Ma torche éclaire maintenant deux rochers qui bordent à quelques mètres une sorte de talus naturel ; entre ces deux protubérances jaillit une source d’eau claire et malicieuse qui luit et scintille dans mon faisceau de lumière. Cette eau qui s’échappe en sautillant, rebondit sur les cailloux, tombe un peu plus-bas dans une petite cuvette creusée opiniâtrement dans la pierre… C’est de là qu’elle chante avant de s’écouler par la rigole dans laquelle je viens de poser le pied, pour disparaître deux mètres plus loin sous le tas de bois, dans un trou mystérieux de la montagne.

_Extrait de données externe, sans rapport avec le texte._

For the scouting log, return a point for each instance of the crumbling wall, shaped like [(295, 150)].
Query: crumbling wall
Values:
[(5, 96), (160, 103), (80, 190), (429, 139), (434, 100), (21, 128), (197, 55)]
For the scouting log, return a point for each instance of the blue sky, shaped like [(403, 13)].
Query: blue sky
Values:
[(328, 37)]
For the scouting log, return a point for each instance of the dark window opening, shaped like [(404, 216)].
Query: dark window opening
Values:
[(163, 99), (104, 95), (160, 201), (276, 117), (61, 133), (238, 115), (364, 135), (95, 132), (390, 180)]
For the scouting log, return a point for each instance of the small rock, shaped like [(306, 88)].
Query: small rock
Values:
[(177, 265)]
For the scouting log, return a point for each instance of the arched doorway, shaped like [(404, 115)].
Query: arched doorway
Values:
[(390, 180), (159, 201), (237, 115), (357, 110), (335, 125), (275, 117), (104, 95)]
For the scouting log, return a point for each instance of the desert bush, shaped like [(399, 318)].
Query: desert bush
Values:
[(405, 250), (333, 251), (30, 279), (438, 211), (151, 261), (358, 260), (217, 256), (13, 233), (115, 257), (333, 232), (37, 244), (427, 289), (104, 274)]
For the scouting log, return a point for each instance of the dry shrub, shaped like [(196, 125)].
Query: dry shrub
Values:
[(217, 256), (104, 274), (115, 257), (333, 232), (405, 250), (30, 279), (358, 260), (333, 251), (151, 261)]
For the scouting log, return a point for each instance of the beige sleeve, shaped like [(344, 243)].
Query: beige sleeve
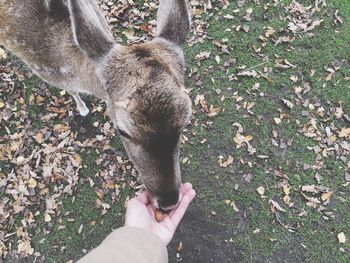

Tout simplement née d’un volcan assoupi depuis 6000 ans, cette source d’eau fraîche ne cesse nuit et jour de chanter une mélodie de cristal, luttant ainsi contre la suprématie oppressante du silence qui entoure toujours les sommets arides des volcans endormis ; seulement audible par l’être curieux et attentif qui choisirait de se reposer à son coté, au sein du silence apparent.

L’âme qui manquait au tableau dans lequel je me suis invité est là, depuis toujours… Rasséréné d’avoir trouvé réponse au mystère qui me préoccupait, je ramasse quelques grosses branches que j’épouillerai et mettrai dans le feu auprès duquel je retourne lentement… Un, deux.. Cinq et sept pas plus avant et le chant de la source rejoint le trou dans le rocher… Assis sur une pierre devant le feu, je retourne dans la braise les pommes de terre et la viande, enrobées d’alu… Existe-t-il, quelque-part, une formule qui permettrait de calculer la distance logique entre le tableau de maître dans lequel chacun de nous s’invite chaque jour, et l’âme qui lui fait prendre vie… ?

Toujours pas de vent, les flammes lèchent lentement les bois dont je les nourris, les braises crépitent gentiment tout le temps que je prends à savourer ce repas que je n’échangerais contre aucun autre. Puis, laissant le feu s’amenuiser, je rejoins mon sac de couchage dans lequel je me glisse à même la peau. La voûte étoilée éclate à mes yeux de tous ses feux dans l’air purifié des altitudes du Cantal, seulement transpercée par la dent du Griou solidement enchâssée dans la puissante mâchoire du monstre Cantalien endormi et, juste avant mon départ dans l’espace par l’esprit, complice, la rieuse et cristalline mélodie de la source vient s’étendre près de moi, elle me prend doucement la main et je m’envole avec elle.